Verschiedene Firmen machen sich die reinigenden Eigenschaften von Pflanzen zunutze und bieten die Zimmergewächse als Luftverbesserer im Internet an. Zum Teil ist von besonders effektiven belüfteten Töpfen zu lesen (PolluSan, Andrea Air Luftreiniger). Allerdings sei die verstärkte Reinigungswirkung des belüfteten Wurzelraumes auch bei den gängigen Hydrokulturen zu erwarten, sagt der Hamburger Raumluftexperte Roland Braun. „Die Tonkügelchen lassen ebenfalls Luft in den Topf, solange das empfohlene Wasserniveau gehalten wird.“

Braun sieht die wohltuende Wirkung des Zimmergrüns „weit überwiegend als psychologischen Effekt“ – die Pflanzen erfreuten die Menschen, machten die Umgebung „schöner und natürlicher“. Zusätzlich erhöhen sie in der Heizperiode, in der die Raumluft trocken ist, durch die Verdunstung die Luftfeuchte. Und das Blattwerk filtere Feinstaub aus der Luft, so Braun. „Wer jedoch ein Schadstoffproblem hat, muss die Ursache klären und abstellen“, betont der Ingenieur und Biologe.

So sieht es auch Gabriele Kranz, Botanikerin am Biozentrum Klein Flottbek. Doch gebe es genügend Studien, die zeigten, dass Zimmerpflanzen die Raumluft allgemein verbessern, etwa das Projekt „Das grüne Büro“des Autoherstellers BMW. Er hatte ein Großraumbüro (Fläche: 308 Quadratmeter), in dem 21 Angestellte arbeiten, mit 69 Pflanzen begrünt und die Effekte auf die Raumluftqualität ermittelt: Die Belastung mit flüchtigen organischen (Schad-)Stoffen, sogenannte VOC, war um 68 Prozent gesunken, und auch die Anzahl der Keime pro Kubikmeter Luft war im Vergleich zu pflanzenlosen Referenzbüros deutlich geringer (40 bis 120 Kolonie bildende Einheiten (KBE) gegenüber 120 bis 560 KBE).

Die Wohlfahrtswirkung der Zimmerflora ist jedoch keine Einbahnstraße. Als Gegenleistung verlangen die grünen Helfer gute Pflege. „Damit die Pflanzen ihre Wirkungen entfalten können, müssen sie in einem fitten Zustand sein“, sagt Kranz. Neben der passenden Zufuhr an Wasser, Licht und Nährstoffen sollten eingestaubte Blätter gesäubert werden (abduschen, vorsichtig feucht abwischen), damit sie wieder durchatmen können.

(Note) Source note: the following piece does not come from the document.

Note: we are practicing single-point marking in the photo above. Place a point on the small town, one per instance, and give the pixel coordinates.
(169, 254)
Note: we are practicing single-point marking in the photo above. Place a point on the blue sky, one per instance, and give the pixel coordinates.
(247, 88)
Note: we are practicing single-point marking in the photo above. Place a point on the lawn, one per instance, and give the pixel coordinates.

Am schnellsten und besten lasse sich die Raumluftqualität aber durch Lüften verbessern, betont Roland Braun. „Neubauten werden immer dichter, und auch gut gedämmte Altbauten brauchen heute ein Lüftungskonzept.“ Für den Alltagsgebrauch nennt Braun die Daumenregel: Berufstätige sollten morgens und abends jeweils fünf bis zehn Minuten lüften – je größer der Temperaturunterschied zwischen innen und außen ist, desto schneller tauscht sich die Luft aus. Wer sich tagsüber in der Wohnung aufhält, sollte häufiger das Fenster öffnen und für Frischluftzufuhr sorgen. Während der restlichen Zeit werden vitale Pflanzen für ein gutes (oder zumindest besseres) Raumklima sorgen.